One of the stories that touched Gareth Henry the most was that of a mother who reached out to him asking for help for her son. It isn’t very often that parents in Jamaica stand with their LGBTQ community and try to keep them safe from harm while accepting who they are. If it happened more often, live for these young men and women may be better for them.

While Henry Gareth does not have any pride in the country that treated him as less than human. He has seen the atrocities that have been committed and cannot forget them. These crimes have been hidden and need to be brought to light around the world.

About Gareth Henry:

Gareth Henry Wanted Equality For His Lifestyle

Gays and lesbians are still living with the stigma of being inferior beings. In modern day America, gay and lesbian people are being accepted more into the society. Their rights are taken seriously by the legal system, and nearly all social groups. The gay and lesbian community has branched out and are accepted for who they are. The rights of gays and lesbians have reached a high level in the United States, but in other areas of the world, they are still seen as outcasts. Gareth Henry is a gay activist from the island of Jamaica. He experienced inhuman ordeals with law enforcement that it forced him to seek asylum in another country.
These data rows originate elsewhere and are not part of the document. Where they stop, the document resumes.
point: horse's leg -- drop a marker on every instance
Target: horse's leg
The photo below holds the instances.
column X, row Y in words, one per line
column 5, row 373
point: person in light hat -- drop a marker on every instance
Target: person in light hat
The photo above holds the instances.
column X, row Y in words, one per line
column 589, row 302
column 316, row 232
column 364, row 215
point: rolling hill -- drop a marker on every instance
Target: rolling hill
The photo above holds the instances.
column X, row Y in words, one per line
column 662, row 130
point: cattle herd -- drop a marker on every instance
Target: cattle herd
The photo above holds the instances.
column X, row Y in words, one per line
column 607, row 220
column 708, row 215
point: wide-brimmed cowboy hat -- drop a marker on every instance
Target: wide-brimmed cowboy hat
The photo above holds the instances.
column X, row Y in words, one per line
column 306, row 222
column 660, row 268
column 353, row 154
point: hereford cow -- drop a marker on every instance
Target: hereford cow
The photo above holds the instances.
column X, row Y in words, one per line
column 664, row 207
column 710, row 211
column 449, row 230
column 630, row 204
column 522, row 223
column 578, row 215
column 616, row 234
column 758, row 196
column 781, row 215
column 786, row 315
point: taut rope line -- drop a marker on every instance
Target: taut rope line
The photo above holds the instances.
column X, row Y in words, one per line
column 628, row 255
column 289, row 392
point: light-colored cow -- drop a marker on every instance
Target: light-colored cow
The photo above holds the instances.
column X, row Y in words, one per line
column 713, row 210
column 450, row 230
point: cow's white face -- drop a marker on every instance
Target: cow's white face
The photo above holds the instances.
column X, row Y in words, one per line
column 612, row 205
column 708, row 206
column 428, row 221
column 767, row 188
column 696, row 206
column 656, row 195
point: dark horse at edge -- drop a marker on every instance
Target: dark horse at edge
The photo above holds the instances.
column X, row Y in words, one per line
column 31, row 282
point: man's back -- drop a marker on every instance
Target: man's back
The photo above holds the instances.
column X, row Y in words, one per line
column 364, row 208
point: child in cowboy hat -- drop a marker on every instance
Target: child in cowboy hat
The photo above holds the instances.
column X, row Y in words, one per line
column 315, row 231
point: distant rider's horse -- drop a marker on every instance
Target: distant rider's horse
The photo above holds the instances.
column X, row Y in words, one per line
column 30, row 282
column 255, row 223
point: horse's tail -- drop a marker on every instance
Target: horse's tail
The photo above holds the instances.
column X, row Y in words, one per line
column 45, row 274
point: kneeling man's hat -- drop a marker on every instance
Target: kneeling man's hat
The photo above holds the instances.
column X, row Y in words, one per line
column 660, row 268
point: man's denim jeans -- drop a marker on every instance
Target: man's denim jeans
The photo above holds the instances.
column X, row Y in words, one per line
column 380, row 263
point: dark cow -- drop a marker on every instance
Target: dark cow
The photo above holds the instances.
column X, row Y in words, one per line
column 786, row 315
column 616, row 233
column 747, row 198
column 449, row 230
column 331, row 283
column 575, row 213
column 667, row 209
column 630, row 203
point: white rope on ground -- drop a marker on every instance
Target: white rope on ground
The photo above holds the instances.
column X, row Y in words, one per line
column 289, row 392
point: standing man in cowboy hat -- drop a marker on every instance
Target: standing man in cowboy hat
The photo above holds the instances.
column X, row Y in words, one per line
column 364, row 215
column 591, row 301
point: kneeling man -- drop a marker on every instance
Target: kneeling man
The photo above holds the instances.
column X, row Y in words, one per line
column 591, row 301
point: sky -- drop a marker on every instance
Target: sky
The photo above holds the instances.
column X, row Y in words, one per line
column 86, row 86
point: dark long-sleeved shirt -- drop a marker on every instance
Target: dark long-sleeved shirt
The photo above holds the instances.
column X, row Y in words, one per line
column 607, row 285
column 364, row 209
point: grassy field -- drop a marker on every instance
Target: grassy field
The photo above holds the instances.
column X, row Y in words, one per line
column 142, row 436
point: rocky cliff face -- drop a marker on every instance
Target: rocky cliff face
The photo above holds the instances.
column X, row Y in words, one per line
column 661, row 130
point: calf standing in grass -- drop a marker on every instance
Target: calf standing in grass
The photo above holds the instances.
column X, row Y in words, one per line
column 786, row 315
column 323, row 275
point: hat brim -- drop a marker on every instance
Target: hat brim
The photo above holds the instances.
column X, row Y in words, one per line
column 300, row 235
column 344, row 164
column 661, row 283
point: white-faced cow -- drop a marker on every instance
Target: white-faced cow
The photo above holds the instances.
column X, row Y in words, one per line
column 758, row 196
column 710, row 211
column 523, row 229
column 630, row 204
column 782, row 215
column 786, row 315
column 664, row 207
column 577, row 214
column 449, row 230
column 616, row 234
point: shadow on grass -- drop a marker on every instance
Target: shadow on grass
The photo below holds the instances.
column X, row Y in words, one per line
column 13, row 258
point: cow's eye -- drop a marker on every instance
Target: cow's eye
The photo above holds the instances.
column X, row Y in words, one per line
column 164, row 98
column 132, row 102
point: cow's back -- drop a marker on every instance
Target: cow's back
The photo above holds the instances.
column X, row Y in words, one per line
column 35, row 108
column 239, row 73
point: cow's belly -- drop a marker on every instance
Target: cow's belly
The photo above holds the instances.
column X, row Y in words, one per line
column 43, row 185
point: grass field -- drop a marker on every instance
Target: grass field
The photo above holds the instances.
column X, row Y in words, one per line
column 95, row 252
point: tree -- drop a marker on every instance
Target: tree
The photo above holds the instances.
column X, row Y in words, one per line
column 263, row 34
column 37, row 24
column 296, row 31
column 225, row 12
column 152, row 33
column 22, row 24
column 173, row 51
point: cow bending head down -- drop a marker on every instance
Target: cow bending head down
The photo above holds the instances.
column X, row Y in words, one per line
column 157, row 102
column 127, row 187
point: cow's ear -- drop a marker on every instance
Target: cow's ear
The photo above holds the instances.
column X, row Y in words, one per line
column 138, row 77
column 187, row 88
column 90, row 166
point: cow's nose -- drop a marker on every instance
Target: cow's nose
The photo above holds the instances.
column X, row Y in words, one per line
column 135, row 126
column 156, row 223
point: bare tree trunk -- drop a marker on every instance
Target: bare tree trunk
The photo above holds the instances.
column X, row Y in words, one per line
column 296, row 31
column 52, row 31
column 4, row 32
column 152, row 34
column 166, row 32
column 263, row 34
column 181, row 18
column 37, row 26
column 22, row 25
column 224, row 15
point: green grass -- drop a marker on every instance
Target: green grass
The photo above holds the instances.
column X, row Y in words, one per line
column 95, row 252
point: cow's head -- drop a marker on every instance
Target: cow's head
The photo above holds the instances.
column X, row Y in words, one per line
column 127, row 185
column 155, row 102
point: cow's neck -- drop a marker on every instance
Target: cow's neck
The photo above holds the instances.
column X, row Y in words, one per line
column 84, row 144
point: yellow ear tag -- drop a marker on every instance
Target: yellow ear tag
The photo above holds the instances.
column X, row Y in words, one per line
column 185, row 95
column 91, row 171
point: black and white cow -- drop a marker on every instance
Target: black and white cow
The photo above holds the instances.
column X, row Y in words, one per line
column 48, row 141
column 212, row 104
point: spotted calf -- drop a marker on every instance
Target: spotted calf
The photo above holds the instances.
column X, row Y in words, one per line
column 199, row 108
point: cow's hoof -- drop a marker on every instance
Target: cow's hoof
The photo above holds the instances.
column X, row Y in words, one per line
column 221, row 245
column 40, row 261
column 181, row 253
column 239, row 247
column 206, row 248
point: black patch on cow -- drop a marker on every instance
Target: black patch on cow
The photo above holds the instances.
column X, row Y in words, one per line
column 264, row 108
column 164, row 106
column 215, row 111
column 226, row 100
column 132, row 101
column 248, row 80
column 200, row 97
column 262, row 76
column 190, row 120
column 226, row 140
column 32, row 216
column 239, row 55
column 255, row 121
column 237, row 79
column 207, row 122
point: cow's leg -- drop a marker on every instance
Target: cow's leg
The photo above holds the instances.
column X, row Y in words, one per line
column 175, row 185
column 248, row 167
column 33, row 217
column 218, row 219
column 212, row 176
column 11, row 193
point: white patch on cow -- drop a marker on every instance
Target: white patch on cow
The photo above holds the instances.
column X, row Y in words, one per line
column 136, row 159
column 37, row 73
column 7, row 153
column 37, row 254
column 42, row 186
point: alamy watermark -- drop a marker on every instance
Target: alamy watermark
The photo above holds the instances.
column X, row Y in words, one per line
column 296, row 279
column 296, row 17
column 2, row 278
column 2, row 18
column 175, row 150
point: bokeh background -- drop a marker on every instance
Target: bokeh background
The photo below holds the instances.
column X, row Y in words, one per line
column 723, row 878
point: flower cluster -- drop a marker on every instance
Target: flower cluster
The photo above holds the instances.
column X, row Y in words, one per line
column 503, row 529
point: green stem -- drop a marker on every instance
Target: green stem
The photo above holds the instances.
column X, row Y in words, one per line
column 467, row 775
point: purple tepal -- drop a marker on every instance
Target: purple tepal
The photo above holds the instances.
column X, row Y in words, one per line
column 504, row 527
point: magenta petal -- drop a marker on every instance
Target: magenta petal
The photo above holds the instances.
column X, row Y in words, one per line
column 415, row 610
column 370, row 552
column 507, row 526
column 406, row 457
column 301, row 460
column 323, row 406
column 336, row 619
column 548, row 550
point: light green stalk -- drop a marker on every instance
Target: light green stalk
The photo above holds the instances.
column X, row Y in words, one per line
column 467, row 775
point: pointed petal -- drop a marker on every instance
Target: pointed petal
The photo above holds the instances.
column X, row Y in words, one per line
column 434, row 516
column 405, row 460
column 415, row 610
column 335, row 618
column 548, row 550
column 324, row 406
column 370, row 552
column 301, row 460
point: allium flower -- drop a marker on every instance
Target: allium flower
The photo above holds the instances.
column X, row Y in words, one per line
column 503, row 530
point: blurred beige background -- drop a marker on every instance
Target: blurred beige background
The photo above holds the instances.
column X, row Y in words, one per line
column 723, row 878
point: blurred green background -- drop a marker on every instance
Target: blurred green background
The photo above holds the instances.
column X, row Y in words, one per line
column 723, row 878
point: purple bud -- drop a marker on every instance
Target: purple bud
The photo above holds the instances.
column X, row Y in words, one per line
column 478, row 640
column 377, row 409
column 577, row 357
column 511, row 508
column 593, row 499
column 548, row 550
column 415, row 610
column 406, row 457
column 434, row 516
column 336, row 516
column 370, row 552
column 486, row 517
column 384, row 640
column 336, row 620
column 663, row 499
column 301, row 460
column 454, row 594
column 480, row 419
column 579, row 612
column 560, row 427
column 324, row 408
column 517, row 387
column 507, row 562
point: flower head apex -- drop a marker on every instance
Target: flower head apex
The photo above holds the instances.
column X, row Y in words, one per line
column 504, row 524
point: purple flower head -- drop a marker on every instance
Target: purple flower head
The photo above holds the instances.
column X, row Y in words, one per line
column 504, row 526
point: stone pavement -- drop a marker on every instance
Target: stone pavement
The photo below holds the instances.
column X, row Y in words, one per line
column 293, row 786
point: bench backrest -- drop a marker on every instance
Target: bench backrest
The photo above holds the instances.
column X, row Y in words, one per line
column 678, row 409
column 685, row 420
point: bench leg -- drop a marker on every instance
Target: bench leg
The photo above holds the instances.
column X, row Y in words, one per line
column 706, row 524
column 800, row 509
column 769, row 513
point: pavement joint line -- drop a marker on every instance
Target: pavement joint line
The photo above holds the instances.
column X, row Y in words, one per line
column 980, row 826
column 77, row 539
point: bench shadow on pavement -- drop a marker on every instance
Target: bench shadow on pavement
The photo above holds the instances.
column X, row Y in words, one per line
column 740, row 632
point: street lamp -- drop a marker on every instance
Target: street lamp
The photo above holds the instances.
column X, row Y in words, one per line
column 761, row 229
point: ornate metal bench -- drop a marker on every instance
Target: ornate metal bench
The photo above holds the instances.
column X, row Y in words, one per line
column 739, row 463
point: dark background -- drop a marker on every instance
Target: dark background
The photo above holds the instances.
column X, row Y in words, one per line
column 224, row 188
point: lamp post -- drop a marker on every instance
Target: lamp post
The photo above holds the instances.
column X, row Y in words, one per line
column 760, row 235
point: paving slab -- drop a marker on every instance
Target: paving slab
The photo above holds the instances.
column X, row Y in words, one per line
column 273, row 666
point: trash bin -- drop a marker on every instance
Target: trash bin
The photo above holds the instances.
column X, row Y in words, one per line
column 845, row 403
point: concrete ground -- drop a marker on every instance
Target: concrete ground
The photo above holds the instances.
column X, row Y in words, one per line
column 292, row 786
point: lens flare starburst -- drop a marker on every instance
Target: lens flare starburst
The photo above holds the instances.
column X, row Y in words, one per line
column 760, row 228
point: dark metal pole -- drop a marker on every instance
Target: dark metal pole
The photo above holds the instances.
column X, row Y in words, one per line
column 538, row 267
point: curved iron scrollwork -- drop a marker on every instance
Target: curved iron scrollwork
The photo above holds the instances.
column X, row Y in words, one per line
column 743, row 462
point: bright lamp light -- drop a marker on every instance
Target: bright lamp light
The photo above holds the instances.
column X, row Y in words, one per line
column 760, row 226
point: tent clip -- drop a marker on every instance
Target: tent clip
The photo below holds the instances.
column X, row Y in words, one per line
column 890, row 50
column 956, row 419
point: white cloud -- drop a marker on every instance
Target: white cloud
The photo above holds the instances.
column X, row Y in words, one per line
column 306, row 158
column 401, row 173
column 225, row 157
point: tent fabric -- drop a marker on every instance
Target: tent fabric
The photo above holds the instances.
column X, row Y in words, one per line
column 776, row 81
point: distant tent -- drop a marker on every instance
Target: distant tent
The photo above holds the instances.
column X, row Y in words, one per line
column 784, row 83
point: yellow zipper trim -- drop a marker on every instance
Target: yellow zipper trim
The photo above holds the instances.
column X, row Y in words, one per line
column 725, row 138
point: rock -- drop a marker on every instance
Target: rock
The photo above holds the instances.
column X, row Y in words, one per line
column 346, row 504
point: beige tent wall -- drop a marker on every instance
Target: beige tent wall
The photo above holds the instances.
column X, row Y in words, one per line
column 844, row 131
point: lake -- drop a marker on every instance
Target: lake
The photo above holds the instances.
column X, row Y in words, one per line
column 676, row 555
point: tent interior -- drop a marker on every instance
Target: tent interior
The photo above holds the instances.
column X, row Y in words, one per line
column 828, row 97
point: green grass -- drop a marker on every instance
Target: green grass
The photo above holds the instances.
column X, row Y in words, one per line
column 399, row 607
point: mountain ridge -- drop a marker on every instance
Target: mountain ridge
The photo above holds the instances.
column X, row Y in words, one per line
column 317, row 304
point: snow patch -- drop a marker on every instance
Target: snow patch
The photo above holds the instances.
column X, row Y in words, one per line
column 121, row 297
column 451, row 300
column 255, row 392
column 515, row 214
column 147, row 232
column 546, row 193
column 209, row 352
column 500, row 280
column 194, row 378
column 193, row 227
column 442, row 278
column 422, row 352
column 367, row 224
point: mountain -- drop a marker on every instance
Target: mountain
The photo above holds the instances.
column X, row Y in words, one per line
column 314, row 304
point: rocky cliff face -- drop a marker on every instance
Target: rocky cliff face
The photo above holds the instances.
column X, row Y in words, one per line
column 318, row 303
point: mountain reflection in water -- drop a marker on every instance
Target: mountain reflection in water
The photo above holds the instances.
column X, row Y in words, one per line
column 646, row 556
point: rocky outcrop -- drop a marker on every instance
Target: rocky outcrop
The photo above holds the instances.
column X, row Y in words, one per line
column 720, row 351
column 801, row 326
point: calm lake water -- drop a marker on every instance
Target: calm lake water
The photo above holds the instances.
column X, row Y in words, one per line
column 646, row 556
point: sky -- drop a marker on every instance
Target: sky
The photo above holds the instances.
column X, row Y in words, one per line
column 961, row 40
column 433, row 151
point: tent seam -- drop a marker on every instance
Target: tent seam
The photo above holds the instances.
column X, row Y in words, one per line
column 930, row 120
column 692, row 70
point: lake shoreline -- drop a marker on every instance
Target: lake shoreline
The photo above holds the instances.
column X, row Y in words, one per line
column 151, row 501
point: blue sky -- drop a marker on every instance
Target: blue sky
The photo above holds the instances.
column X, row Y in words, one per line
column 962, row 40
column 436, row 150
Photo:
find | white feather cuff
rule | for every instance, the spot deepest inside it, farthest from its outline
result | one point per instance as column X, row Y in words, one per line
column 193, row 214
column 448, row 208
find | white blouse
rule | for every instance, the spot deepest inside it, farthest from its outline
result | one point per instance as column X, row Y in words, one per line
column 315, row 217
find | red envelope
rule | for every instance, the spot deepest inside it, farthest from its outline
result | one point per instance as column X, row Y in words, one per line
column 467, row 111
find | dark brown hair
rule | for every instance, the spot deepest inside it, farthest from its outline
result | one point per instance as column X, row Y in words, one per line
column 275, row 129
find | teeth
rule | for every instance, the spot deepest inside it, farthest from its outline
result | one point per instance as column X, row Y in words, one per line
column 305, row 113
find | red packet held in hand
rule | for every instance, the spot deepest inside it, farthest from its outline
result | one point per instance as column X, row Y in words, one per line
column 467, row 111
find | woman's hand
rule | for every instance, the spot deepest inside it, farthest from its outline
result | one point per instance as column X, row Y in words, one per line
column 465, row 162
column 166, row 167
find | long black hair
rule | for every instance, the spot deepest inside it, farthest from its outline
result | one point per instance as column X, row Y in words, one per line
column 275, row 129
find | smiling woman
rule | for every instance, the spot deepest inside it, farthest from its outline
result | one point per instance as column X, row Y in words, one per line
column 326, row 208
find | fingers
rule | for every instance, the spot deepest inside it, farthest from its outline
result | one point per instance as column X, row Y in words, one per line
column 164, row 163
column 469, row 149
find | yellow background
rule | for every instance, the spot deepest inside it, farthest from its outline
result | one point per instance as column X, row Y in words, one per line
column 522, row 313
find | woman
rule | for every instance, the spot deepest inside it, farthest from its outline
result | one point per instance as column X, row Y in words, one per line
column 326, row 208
In the early years of 2004, Gareth Henry was beaten by police officers after he had been cornered by a mob of people. The policemen used their guns to mercilessly beat Henry because he was gay. The officers were called to a pharmacy where the mob had cornered the victim, and instead of coming to his aid, the officers turned on him and beat him. Gareth Henry had become the leader of a gay and lesbian organization called the Jamaica Forum for Lesbians, All Sexuals and Gays. He took over the leadership position after witnessed the death of his friend, who was the leader at that time.

Gareth Henry had to go into hiding because he was constantly receiving death threats from the police. He finally got out of the country, and found his way to Canada where he was granted asylum. The Jamaican born badminton player filed a partition against the law enforcement officials in Jamaica for all of the harassment, and death threats toward him because he was a gay citizen of Jamaica..

Gareth Henry had a badminton career that earned him several honorable achievements. He was a competitor in the Commonwealth Games of 2014, and the Pan American Games in 2011 and 2015. He also teamed up with his sister who also played badminton professionally. Together, they won the title for mixed doubles six times in the Jamaican National Badminton Championships, from 2008-2016.